Here is a great article about Abou Sylla, who will return in 2018 to the Wula Retreat Faculty.
"The mallets fall like the fingers of a master pianist, bouncing off the wooden keys in a flurry of motion. It looks relaxed , but it’s tightly controlled. Bright, punchy notes spring from the keys at a moderate tempo.
Then Abou Sylla speeds up. The Greenfield-based musician travels up and down the balafon, a type of West African xylophone. He fills the moments between beats with rapid-fire riffs and playful themes — a complex, danceable étude.

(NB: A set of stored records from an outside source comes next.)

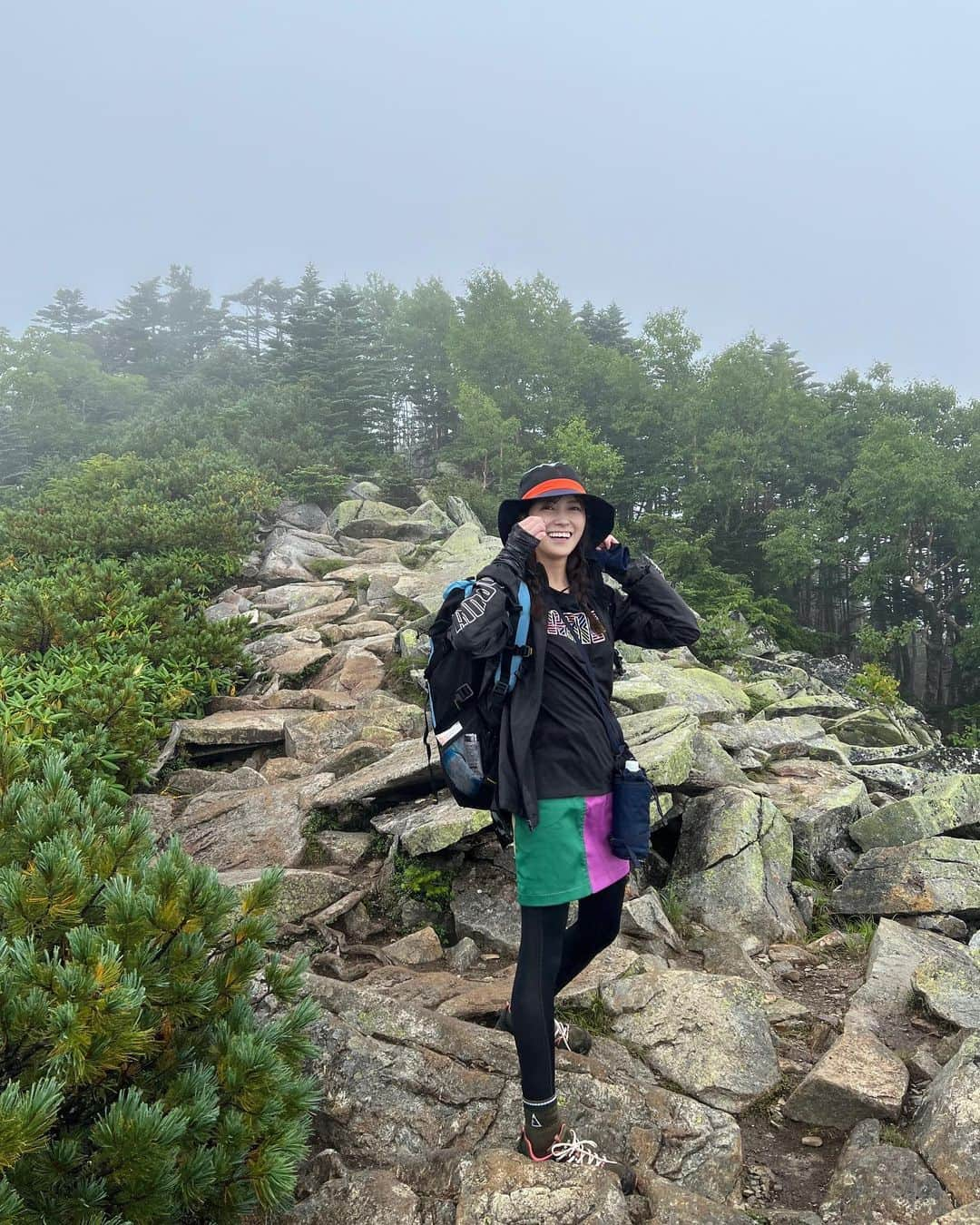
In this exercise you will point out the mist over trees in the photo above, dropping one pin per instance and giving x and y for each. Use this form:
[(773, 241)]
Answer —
[(818, 510)]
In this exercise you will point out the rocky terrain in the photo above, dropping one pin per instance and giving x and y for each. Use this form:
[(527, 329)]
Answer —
[(788, 1026)]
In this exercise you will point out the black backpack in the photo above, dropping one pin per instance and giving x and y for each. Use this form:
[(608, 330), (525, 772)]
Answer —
[(467, 699)]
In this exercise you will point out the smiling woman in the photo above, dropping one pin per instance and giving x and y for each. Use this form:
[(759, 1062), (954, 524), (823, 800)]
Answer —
[(556, 760)]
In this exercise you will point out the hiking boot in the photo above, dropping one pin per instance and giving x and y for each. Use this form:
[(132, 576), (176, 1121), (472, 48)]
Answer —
[(569, 1149), (567, 1036)]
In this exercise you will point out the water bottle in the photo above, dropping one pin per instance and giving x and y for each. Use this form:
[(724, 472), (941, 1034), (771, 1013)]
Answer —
[(472, 752)]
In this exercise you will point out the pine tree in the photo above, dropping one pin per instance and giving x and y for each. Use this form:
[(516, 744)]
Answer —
[(779, 353), (191, 324), (136, 1080), (132, 338), (67, 314), (347, 363)]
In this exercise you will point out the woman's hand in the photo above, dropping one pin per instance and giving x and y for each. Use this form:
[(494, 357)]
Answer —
[(534, 525)]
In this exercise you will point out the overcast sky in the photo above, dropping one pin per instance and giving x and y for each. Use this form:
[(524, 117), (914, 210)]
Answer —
[(805, 168)]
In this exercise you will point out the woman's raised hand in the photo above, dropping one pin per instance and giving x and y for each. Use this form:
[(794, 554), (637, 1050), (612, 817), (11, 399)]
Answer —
[(534, 525)]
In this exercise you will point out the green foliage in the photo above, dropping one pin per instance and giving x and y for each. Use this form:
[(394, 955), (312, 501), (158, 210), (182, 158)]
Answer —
[(858, 935), (874, 644), (120, 506), (721, 641), (139, 1082), (94, 663), (592, 1015), (316, 483), (433, 886), (599, 465), (875, 686)]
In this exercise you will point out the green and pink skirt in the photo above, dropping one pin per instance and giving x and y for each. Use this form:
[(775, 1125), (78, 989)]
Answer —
[(566, 857)]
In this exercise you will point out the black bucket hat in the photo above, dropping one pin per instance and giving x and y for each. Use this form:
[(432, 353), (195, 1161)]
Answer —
[(554, 480)]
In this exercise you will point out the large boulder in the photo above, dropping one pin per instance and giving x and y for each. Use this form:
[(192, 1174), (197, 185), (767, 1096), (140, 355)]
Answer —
[(732, 867), (350, 801), (484, 906), (374, 1197), (663, 742), (931, 875), (827, 706), (504, 1187), (885, 1001), (881, 1182), (304, 891), (875, 728), (821, 801), (353, 671), (858, 1078), (408, 1088), (655, 683), (949, 986), (431, 827), (947, 804), (238, 729), (800, 735), (706, 1033), (378, 718), (946, 1129), (359, 508), (259, 827)]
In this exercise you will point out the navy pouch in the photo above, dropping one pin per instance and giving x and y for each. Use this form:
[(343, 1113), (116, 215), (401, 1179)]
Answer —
[(632, 791)]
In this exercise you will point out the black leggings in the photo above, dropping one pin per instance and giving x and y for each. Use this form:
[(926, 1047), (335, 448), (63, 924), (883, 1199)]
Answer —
[(550, 956)]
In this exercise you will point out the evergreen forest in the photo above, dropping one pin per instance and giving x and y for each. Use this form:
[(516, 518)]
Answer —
[(140, 443)]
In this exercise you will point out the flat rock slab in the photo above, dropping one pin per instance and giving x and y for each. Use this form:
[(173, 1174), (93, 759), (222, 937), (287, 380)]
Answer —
[(676, 1206), (926, 876), (304, 891), (416, 948), (946, 1129), (484, 906), (876, 1182), (949, 986), (886, 998), (945, 805), (507, 1189), (260, 827), (707, 1034), (238, 728), (732, 867), (706, 693), (790, 737), (663, 742), (356, 798), (603, 970), (819, 800), (431, 827), (378, 718), (858, 1078), (374, 1197)]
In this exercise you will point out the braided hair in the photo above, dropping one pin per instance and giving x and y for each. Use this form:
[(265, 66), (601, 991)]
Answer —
[(580, 585)]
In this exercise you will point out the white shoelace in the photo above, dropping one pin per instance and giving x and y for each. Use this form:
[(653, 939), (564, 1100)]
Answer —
[(576, 1152)]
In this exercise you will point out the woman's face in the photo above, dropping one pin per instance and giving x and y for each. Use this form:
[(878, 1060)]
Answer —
[(565, 520)]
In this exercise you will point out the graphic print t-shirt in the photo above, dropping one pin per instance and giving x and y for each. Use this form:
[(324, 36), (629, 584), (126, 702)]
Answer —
[(571, 749)]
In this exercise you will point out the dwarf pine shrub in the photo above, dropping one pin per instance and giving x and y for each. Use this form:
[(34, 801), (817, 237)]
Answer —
[(137, 1080)]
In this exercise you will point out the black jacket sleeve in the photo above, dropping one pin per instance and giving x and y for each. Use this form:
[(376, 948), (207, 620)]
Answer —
[(651, 612), (482, 622)]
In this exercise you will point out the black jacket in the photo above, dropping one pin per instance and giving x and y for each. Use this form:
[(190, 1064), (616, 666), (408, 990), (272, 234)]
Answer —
[(650, 614)]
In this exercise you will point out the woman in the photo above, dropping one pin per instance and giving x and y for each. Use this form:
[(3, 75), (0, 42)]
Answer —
[(554, 774)]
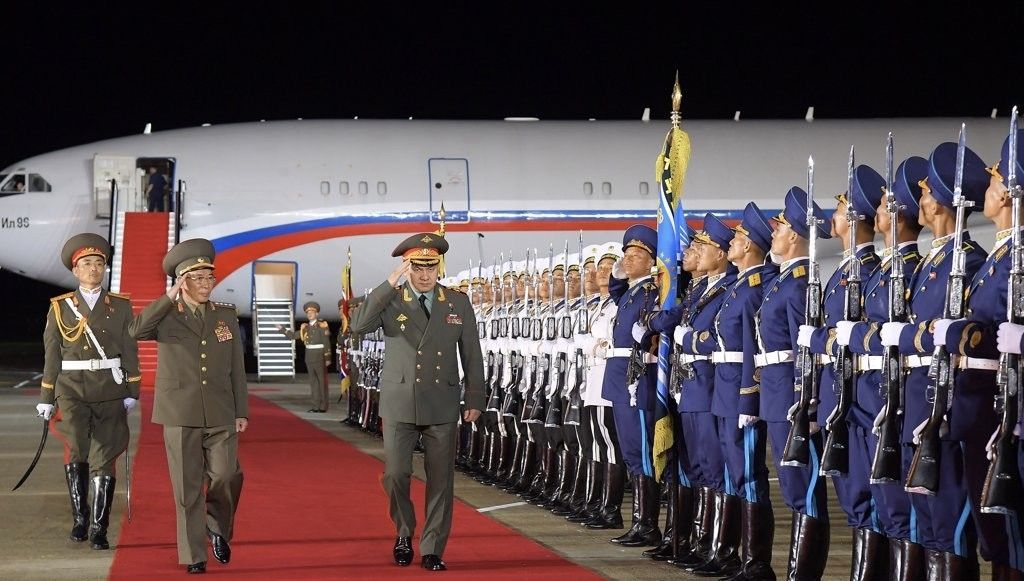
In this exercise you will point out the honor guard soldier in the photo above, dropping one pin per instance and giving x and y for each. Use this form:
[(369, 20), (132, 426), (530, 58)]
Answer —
[(778, 323), (944, 528), (91, 375), (889, 503), (426, 330), (201, 400), (315, 335), (735, 403), (851, 482), (974, 339), (630, 383)]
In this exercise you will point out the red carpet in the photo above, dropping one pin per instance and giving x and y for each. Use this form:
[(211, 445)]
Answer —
[(311, 507)]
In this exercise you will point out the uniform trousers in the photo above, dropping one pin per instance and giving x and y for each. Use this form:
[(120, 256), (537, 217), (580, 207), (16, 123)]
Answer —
[(197, 456)]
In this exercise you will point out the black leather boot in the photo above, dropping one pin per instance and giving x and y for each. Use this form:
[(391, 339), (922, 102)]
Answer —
[(808, 547), (665, 549), (646, 507), (78, 488), (102, 501), (696, 548), (724, 558), (869, 562), (759, 534)]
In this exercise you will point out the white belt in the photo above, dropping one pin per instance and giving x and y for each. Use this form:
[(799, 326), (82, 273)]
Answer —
[(972, 363), (687, 358), (918, 361), (727, 357), (90, 364), (869, 363), (772, 358)]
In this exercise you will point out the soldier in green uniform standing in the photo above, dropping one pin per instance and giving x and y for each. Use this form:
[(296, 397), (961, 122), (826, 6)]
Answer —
[(427, 328), (315, 335), (201, 400), (91, 375)]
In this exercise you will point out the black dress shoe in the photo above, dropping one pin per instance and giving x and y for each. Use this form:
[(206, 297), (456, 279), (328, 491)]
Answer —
[(221, 550), (433, 563), (402, 550)]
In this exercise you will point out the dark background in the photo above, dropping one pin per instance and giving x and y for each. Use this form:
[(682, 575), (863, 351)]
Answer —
[(81, 73)]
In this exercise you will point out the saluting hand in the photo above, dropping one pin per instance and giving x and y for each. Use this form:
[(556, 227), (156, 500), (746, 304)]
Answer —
[(397, 276)]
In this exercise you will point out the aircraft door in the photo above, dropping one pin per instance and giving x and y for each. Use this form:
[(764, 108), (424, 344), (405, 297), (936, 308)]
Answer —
[(449, 184)]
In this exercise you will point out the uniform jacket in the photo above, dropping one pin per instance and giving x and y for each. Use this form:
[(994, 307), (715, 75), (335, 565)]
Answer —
[(201, 373), (64, 339), (419, 382)]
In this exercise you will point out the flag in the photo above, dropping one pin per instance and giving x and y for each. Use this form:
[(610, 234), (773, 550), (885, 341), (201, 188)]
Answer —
[(670, 172)]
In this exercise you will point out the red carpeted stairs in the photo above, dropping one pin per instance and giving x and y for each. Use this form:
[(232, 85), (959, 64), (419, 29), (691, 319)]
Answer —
[(312, 507), (142, 277)]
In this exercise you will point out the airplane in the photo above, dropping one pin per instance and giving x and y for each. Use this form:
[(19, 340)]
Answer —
[(298, 195)]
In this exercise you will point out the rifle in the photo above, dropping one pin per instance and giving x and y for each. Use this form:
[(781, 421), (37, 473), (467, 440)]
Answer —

Sylla’s mastery of the instrument comes from a life spent absorbing and playing music. Now 60, he grew up among musicians in Guinea. As a kid, he would lie between two balafons as his father and others played, soaking up their sounds. Sometimes his dad had him on his lap during the sessions.
Music held such prominence in his family that the balafon was practically “the man in the house,” Sylla said. He started playing young; after all, the instrument was “the only toy in the house.”
Several decades and thousands of miles removed from that time, he’s still playing.
Today, Sylla — who also sings, drums and plays other instruments — is sharing his lifelong love of music with people in the Monadnock Region and beyond.
He teaches weekly West African drumming classes to a group, called the Monadnock Drum Caravan, at the Peterborough Recreation Department. He leads similar courses at Plus Co., a Nashua nonprofit organization that supports people with developmental disabilities. He performs at festivals, events, schools and nursing homes and gives cultural presentations.
For Sylla, it’s not just about the music, but also about connection. “You don’t have to be black or you don’t have to be yellow or you don’t have to be white or you don’t have to be healthy or you don’t have to be sick,” he said. Each person brings “their own sense” to his music."